When the man who helped build the architecture for the Internet tells you that he worries about "the digital dark ages," it's probably a good idea to listen.
As a young engineer employed by the Defense Advanced Research Projects Agency in the late 1970s, Vint Cerf co-authored the TCP/IP protocols for the network of networks known as the Internet; hence his unofficial title, "father of the Internet." Cerf, now a Google vice president of Internet evangelism, spoke about his concerns for all the bits of data generated in our digital lives during an Atlanta Press Club "Newsmaker Breakfast" on Monday.
"When it comes to the question of how our society assures that the digital content we create is preserved, we have more to do than we have done," Cerf told me in an interview. "Figuring out how to make sure that content is replicated..how it is curated, may turn out to be very important."
At issue is the relatively fleeting nature of hardware and software, he explained. The documents, photos, and other collections of digital data that we store in the cloud or on inexpensive thumb drives may seem safe and easy to get to now. But what happens when technology advances, hardware and software become obsolete, tech companies go out of business?
"This loss of the ability to interpret digital information really worries me a lot," Cerf said, "so I think this is something that companies like Google and others who are housing all that information should be thinking: how can I assure that my users can not only get their bits out, but can also get the software they correctly need to interpret those bits?"
The law may have to adapt to the threat of a digital dark age. "We may need to have to to give digital preservation some intellectual property rights that we don’t necessarily grant."
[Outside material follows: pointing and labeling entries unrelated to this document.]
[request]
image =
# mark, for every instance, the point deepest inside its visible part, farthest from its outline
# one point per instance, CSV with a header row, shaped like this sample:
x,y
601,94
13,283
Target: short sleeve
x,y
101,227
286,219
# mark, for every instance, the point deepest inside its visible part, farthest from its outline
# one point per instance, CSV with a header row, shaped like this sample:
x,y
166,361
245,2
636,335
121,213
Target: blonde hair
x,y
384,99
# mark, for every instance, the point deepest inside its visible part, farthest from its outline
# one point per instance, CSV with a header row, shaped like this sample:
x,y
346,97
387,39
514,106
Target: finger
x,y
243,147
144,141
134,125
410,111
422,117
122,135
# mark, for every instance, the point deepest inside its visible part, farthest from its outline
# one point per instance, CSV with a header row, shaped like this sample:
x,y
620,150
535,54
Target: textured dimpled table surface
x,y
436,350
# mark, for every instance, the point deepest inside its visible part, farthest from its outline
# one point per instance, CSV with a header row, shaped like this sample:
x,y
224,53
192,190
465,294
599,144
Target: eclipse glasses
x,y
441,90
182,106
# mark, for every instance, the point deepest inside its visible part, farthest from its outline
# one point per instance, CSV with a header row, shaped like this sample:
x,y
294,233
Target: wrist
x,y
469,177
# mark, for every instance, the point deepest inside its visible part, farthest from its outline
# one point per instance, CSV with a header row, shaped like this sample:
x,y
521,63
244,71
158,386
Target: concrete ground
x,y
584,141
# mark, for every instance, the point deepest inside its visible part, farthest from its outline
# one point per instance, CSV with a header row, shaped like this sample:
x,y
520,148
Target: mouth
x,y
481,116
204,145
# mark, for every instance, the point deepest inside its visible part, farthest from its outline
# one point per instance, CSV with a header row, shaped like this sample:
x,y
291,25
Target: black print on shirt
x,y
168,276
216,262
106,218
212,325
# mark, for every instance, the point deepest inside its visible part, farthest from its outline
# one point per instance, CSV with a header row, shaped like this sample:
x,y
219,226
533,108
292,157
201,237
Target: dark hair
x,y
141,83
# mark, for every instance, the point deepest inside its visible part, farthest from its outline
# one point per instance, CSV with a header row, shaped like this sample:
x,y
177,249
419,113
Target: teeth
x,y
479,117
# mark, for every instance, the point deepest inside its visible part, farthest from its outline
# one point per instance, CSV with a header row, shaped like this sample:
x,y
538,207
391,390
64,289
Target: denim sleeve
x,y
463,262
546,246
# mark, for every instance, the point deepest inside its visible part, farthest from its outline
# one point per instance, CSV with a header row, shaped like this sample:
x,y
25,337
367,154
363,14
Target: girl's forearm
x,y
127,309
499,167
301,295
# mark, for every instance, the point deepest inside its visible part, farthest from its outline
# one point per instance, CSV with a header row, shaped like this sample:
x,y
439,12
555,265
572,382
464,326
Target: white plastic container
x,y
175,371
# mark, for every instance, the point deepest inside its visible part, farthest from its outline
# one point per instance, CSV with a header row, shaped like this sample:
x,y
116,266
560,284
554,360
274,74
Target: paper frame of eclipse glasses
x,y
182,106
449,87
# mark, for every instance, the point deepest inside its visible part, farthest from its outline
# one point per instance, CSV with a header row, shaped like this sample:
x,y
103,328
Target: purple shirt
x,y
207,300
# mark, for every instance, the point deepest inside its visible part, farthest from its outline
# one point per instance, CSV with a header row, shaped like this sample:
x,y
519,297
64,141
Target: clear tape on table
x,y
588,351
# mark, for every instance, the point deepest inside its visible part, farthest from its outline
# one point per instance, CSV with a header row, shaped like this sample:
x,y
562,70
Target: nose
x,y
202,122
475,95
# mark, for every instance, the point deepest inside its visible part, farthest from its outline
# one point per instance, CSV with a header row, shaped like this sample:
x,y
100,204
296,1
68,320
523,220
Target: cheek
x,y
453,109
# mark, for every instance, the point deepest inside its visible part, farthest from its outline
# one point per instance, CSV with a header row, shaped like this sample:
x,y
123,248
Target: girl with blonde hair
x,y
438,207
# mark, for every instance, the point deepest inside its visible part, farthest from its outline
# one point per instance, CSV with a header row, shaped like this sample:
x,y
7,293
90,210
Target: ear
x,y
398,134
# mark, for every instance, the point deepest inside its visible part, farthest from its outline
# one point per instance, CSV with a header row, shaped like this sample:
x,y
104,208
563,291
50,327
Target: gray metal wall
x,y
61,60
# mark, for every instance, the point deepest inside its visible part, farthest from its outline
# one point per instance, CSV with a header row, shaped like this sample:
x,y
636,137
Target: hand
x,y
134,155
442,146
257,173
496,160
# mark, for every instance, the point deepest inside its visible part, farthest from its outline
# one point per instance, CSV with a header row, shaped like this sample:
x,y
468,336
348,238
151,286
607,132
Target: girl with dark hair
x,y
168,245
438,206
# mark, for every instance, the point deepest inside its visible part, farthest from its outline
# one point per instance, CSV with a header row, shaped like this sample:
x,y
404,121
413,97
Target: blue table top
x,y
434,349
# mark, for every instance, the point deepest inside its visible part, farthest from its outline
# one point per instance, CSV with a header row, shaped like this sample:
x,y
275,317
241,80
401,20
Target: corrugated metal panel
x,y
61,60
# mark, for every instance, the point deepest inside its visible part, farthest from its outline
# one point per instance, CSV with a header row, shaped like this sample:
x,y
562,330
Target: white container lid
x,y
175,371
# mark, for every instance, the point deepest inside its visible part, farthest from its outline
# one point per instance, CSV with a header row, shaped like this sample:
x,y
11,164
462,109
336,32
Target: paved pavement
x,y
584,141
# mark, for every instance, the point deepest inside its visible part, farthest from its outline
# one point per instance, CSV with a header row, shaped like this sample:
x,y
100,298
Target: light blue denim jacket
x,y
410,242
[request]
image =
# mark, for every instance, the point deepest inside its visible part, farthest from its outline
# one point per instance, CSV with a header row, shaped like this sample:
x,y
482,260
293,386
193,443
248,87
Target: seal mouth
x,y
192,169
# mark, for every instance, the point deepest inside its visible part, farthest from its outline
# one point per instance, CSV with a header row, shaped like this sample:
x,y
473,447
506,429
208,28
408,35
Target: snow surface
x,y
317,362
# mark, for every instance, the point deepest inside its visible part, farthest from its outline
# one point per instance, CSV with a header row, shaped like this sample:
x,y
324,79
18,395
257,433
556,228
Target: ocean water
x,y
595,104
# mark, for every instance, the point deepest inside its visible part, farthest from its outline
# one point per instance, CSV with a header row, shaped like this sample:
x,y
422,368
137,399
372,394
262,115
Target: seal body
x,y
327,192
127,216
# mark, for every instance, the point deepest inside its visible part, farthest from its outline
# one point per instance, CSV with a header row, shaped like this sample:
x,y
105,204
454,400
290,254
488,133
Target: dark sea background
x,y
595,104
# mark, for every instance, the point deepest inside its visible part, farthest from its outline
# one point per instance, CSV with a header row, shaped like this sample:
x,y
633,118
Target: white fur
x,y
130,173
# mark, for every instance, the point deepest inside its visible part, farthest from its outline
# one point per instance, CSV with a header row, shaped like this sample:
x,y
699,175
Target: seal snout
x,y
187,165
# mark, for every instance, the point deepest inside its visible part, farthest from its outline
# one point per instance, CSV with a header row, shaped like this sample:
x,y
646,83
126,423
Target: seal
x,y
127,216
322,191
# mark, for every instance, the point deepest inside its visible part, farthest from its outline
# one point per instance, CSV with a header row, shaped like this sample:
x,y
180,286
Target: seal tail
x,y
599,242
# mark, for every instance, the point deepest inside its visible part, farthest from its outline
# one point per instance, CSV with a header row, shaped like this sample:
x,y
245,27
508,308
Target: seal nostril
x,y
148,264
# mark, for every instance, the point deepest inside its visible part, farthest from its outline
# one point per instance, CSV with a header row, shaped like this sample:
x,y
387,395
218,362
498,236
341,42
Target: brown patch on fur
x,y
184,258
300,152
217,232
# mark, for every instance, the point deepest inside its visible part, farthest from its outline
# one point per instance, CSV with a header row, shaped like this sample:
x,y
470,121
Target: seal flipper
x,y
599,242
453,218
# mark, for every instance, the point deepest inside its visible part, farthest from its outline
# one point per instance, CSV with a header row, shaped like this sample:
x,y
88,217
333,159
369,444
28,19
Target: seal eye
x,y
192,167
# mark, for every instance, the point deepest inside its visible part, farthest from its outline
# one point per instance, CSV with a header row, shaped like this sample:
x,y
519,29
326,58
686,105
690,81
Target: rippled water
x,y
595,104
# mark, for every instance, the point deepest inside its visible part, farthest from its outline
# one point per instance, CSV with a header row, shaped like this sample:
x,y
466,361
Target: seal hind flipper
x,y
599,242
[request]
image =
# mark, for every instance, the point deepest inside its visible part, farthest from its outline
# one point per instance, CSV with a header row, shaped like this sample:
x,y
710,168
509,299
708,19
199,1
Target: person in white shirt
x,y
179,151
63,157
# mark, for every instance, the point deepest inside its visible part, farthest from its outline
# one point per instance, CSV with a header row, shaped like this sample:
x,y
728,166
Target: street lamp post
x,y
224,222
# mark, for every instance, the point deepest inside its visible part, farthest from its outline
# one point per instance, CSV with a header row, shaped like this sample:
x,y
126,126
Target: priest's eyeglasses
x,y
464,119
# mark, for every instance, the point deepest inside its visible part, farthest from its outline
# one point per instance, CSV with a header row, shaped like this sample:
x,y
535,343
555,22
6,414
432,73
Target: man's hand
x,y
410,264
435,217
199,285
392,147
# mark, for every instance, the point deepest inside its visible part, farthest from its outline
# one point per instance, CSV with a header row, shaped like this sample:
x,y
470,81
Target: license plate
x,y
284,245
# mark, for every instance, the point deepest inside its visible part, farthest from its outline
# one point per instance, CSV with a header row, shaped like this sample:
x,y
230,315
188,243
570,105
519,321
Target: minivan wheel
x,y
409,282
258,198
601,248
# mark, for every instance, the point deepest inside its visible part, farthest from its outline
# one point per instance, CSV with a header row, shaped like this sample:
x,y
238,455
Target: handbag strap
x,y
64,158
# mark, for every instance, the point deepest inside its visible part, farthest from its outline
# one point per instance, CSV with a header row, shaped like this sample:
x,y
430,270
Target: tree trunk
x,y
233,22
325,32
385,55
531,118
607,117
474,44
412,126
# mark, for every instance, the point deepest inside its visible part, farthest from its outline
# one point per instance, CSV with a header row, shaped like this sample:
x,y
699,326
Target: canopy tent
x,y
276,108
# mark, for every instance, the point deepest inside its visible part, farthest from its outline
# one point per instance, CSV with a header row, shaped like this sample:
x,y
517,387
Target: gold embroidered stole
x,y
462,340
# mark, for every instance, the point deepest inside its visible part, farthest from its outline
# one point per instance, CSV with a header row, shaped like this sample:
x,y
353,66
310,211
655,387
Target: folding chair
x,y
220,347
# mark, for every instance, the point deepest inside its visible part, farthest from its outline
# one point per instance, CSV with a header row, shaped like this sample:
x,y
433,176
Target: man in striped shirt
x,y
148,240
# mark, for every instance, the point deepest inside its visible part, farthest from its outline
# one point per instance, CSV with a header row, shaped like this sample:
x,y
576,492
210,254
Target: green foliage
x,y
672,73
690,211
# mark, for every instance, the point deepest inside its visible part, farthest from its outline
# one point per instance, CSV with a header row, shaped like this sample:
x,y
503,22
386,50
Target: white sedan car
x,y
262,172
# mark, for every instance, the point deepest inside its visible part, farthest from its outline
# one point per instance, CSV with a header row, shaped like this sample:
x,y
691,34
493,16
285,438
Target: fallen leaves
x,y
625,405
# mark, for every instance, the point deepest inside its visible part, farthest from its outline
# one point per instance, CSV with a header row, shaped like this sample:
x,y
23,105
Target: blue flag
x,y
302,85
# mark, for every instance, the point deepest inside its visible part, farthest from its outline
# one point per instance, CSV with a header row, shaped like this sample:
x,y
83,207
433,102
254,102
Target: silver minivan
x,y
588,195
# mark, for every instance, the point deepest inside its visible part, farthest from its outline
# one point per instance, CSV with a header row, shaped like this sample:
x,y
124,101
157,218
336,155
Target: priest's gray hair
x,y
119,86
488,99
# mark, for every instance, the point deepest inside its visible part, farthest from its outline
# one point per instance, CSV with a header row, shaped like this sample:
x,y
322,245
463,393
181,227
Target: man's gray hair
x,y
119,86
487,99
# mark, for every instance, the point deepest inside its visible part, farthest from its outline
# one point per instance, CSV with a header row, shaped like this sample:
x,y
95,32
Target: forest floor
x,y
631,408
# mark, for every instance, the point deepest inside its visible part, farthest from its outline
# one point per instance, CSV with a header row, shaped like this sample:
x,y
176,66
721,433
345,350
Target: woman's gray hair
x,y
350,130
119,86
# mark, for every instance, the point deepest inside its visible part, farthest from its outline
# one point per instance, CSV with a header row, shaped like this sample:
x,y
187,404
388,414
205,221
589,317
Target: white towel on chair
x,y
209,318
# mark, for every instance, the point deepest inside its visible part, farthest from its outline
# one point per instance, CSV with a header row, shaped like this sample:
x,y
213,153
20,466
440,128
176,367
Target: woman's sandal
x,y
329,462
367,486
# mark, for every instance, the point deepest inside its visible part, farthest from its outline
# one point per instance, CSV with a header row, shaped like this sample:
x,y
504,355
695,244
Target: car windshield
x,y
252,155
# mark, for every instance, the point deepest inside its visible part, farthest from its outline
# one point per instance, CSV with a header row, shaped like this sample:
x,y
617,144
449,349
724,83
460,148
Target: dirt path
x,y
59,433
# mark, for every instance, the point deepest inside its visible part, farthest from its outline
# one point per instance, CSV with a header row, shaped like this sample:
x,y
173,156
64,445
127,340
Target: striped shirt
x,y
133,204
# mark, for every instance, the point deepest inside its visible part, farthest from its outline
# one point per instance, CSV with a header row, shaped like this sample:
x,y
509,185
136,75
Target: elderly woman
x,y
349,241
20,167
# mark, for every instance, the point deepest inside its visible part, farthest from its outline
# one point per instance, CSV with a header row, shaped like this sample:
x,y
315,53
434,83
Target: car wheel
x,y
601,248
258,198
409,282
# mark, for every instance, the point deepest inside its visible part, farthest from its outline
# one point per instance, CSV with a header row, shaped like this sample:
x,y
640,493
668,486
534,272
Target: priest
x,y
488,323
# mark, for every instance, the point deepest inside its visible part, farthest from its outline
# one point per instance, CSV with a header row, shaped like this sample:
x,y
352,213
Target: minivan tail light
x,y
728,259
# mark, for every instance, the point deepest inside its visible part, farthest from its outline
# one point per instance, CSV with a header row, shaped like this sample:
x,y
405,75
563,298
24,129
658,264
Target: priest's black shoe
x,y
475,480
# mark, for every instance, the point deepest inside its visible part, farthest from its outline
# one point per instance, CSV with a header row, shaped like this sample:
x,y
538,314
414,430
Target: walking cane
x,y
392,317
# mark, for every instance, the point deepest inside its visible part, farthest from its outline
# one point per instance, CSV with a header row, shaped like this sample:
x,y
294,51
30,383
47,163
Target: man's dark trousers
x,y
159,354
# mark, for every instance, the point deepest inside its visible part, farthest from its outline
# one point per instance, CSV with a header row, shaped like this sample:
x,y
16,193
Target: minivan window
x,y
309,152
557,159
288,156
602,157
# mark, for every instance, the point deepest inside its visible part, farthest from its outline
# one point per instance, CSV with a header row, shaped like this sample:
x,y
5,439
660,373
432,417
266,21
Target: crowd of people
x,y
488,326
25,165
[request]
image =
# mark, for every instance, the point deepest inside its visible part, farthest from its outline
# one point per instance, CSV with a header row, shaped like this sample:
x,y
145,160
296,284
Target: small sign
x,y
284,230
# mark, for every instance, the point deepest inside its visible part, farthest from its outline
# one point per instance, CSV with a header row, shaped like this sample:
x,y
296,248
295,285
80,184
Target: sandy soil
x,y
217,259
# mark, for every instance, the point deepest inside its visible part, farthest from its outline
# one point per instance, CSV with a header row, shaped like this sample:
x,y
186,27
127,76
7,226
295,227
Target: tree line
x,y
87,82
Excerpts from our wide-ranging interview with Cerf can be seen in a forthcoming episode of SciTech Now Georgia. Some examples:
On the argument that the FCC's net neutrality/municipal broadband decisions will stifle innovation:
"I think that what happens is that if you fail to innovate, someone else will. The argument that no one else could innovate except me, and you have to give me all these privileges and no constraints in order to induce me to innovate, does not compute for me, and I would cite the Google Fiber activity as a prime example of a response coming from the private sector from an institution that had not offered these services before.”
On the need for more STEM (Science, Technology, Engineering and Math) education in public schools:
"I think that no student should graduate from high school without having had a chance to learn how write software. Not that I want them all to turn into programmers. I want them all to understand why it’s hard to do it well. I want them to appreciate the kind of thinking that’s required to get a computer to do what you want it to do. This is a kind of analytic skill."
On whether the Digital Divide still exists:
"I do worry about the nature and scope of access that people have. It is true, however, that people who first get access to the Internet today typically get it through mobile. Mobile is a less expensive way of propagating access than digging holes in the ground or stringing fiber on poles."
Finally, I asked Cerf his thoughts on geek culture, particularly science fiction movies and books. He's always been a fan of old-school "hard science" sci-fi, but a friend recently introduced him to John Scalzi's "Old Man's War" series. "Scalzi is (Robert) Heinlein reincarnated," he said. "His dialogue is beautiful, it’s wonderful, it’s fresh and of course his premises are really good. My instant reaction was, oh my God, it's Heinlein again."